Yale University will require standardized test scores for admission for students applying to enter the fall 2025 entering class, becoming the second Ivy League university to abandon the optional testing policies that had been widely adopted during the pandemic of Covid.
Yale officials said in a statement Thursday that the shift to test-optional policies may have inadvertently hurt students from lower-income families whose test scores could have helped their chances.
Although it will require standardized testing, Yale said its policy will be “flexible on testing,” allowing students to submit subject-based Advanced Placement or International Baccalaureate test scores instead of SAT or ACT scores.
Yale’s decision, which will not affect students who applied during the current admissions cycle, follows a similar decision in February by Dartmouth College. Dartmouth, in Hanover, NH, said an analysis found that hundreds of students from lower socioeconomic backgrounds who had good scores — in the 1,400 range on the SAT — refused to submit them, fearing they fell too far below the perfect 1,600. In 2022, the Massachusetts Institute of Technology announced that it had reinstated the testing requirement.
These institutions remain in the minority. Many decided to keep their voluntary testing policies in place as the pandemic eased. Columbia announced last year that the test is optional, and Harvard said it is optional through the graduating class of 2030.
The California university system has instituted a “blind testing” policy, meaning they will not review scores, even if they are submitted.
The University of Michigan, one of the nation’s most selective public universities, announced Wednesday that it is moving to a test-optional policy, which it said is a move to “provide access to high-achieving students from all backgrounds.” Michigan had previously used a flexible testing policy.
More than 80 percent of four-year colleges — or at least 1,825 of the nation’s degree-granting institutions — will not require SAT or ACT scores this fall, according to the FairTest organization, which has campaigned against standardized testing. In 2022, the number of students taking the SAT dropped to 1.7 million, down from 2.2 million in 2020.
The anti-testing movement has long said standardized tests help fuel inequality because many students from affluent families use tutors and coaches to boost their scores.
But recent research has questioned whether optional testing policies may actually be harming the very students they were intended to help.
In January, Opportunity Insights, a Harvard-based group of economists, released a study that found test scores could help identify lower-income and underrepresented students who would thrive in college. High scores from disadvantaged students can signal high potential.
Yale, in New Haven, Conn., said the test scores were especially valuable for evaluating students who attend high schools with fewer academic resources or college preparatory courses.
Jeremiah Quinlan, Yale’s dean of undergraduate admissions, said in a statement that the university had determined that test scores, while imperfect, were predictive of academic success in college.
“Simply put,” he said, “students with higher scores were more likely to have higher Yale GPAs, and test scores are the single largest predictor of a student’s performance in Yale courses in every model we’ve built.”
When students don’t submit test scores, the admissions committee focuses on other elements of the student’s record, Mr. Quinlan said.
“For students attending well-resourced high schools, substitutes for standardized tests are relatively easy to find: Transcripts are filled with advanced courses, teachers are used to praising students’ unique contributions to the classroom, and activity lists are full of enrichment opportunities”, he told the STATEMENT. “Increased emphasis on these elements, we found, has the effect of benefiting the favored.”
After the Supreme Court’s ruling last year barring race-conscious admissions, many experts predicted that some schools would use optional testing policies to protect themselves from future litigation.
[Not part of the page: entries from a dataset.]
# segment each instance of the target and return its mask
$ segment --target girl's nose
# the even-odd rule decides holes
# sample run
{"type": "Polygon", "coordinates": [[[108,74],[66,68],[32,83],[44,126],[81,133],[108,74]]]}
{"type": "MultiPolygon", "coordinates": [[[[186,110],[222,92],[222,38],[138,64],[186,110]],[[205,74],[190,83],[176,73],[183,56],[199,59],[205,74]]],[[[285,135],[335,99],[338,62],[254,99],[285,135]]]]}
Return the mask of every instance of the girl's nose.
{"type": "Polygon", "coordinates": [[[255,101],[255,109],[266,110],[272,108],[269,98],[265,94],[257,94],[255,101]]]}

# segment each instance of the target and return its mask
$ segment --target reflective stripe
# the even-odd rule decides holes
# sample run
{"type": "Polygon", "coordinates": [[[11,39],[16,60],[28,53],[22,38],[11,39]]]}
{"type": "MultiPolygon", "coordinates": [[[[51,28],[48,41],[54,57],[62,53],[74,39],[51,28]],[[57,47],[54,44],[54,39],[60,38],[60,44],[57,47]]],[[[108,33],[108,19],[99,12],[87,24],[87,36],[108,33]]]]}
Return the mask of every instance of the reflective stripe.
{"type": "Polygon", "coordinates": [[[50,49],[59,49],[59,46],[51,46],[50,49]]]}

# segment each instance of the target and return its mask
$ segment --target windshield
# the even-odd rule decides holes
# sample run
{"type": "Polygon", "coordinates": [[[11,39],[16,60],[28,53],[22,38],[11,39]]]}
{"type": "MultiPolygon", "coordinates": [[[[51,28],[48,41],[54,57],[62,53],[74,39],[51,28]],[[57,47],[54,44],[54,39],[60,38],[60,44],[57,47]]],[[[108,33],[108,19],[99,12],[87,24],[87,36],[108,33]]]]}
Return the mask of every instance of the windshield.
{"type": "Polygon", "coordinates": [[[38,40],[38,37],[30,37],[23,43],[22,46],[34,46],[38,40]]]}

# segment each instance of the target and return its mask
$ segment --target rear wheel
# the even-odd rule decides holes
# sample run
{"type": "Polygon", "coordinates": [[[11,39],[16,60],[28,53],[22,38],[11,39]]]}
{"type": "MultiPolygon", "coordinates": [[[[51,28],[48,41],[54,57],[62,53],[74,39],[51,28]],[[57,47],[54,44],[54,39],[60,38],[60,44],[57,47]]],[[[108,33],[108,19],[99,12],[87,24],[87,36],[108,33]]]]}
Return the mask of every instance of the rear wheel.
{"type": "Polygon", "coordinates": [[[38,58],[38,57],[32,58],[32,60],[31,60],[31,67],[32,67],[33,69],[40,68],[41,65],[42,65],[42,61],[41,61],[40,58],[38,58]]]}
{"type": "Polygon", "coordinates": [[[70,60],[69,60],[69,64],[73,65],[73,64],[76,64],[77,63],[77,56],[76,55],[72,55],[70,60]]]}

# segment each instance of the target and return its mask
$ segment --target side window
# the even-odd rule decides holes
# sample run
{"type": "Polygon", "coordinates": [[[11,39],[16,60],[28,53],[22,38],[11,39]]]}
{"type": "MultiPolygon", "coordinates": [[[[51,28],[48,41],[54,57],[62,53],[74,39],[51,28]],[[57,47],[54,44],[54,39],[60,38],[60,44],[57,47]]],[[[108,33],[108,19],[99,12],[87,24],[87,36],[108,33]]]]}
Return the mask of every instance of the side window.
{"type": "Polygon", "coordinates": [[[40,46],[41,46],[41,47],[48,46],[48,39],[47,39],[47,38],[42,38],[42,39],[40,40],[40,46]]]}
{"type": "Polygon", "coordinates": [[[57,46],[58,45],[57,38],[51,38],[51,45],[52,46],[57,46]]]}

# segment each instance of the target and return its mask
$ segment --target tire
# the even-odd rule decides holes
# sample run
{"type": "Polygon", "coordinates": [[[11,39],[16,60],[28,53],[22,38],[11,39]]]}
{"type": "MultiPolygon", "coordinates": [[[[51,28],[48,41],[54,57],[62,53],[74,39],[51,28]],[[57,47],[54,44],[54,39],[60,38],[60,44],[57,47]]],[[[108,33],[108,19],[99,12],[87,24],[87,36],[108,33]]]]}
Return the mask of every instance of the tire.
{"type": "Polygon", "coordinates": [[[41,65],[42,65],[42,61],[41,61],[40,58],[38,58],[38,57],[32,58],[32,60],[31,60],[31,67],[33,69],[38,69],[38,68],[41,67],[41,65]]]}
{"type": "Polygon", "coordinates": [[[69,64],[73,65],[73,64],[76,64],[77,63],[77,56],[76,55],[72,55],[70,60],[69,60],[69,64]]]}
In the cases against Harvard and the University of North Carolina, standardized test scores were used to show disparate admissions treatment for certain ethnic and racial groups.
In an interview, Mr. Quinlan said Yale took that into account in its decision about whether to reinstate the testing requirements.
“I think we’re pretty confident that we can still run a fairly careful and legitimate admissions process with this policy,” Mr. Quinlan said. “We could not let this legal concern or potential litigation affect this important decision.”
In its announcement, Yale released the midrange of SAT and ACT scores for the first class of 2020. Since Yale instituted a test-optional policy, the university said about half of applicants had not submitted SAT or ACT scores.
Applications to Yale and other highly selective schools have increased as a result of optional testing policies. Yale, which has an acceptance rate of about 4 percent, recently said it had received more than 57,000 applications for admission this fall, a record number and an increase of about 20,000 from 2019, before the pandemic. The increase included a huge number of international students, Mr Quinlan said.
“Quality and quantity were not increasing in lock step,” Mr Quinlan said.
Bob Schaeffer, FairTest’s director of public education, downplayed the potential impact of Yale’s move. “Given that an overwhelming percentage of Yale’s prospective applicants will have taken Advanced Placement or International Baccalaureate exams, which have long been an admissions factor at ultra-selective institutions, the impact will not be very significant,” he said.
But he thought the new policy could create a barrier for international students, some of whom have complained of limited access to standardized tests.
“I think it’s safe to say we’re going to see some reduction going forward,” Mr Quinlan said. “We don’t want more applications. We want the right applications.”